Summary: | 碩士 === 輔仁大學 === 大眾傳播學研究所 === 98 === This paper focuses on the novel “ The Butcher’s Wife” and its film adaptation, using the methods of narrative paradigm and “habitus” to try to determine the difference between strategies of subversion and the kind of approaches we see at work in commercial pictures. This paper also offers views on the dynamic spectrum of film and literature from various interpretations.
Much controversy surrounds “The Butcher’s Wife,” and this brings me to think about the symbolic meaning of strategies of subversion as presented in the so called popular media of our time. Meanwhile, differences between texts become clear not only in features, but probably also in audience reaction, which depicts the “habitus” of Taiwan culture.
Research findings show three spaces in texts. First, subversion space reveals the contrast of plot from the “feminist” prospective, which represents the introspection of morality. As for film, if the story is based on a particular social reality with reasonable adjustments of the elements of narrative, and if it offers the appropriate techniques, it will persuade the audience.
Secondly, space in imagination shows particular characteristics in the novel, which provide the dream realm and presence of evil spirits to emphasize a process of inference. But overusing elements of subversion may omit or distort the dimension of “fact.” This particular film represents a complicated dilemma, and although it does make a point about contemporary aesthetics, it appears short of introspection in regard to the killing of the husband.
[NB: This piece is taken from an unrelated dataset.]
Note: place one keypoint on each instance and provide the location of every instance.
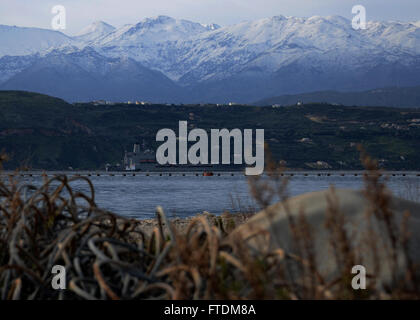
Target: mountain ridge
(244, 62)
Thirdly, space of hiding allows us to observe that the novel follows the feminist viewpoint; using nature’s instinct of hunger as a substitute for maternity, in contrast with the patriarchy, which oppresses women. On the other hand, body and sound with special characteristics in the film connect with audience reaction in a straight forward manner, misplacing the causal relation in the narrative, which becomes a hidden place for the “fact.”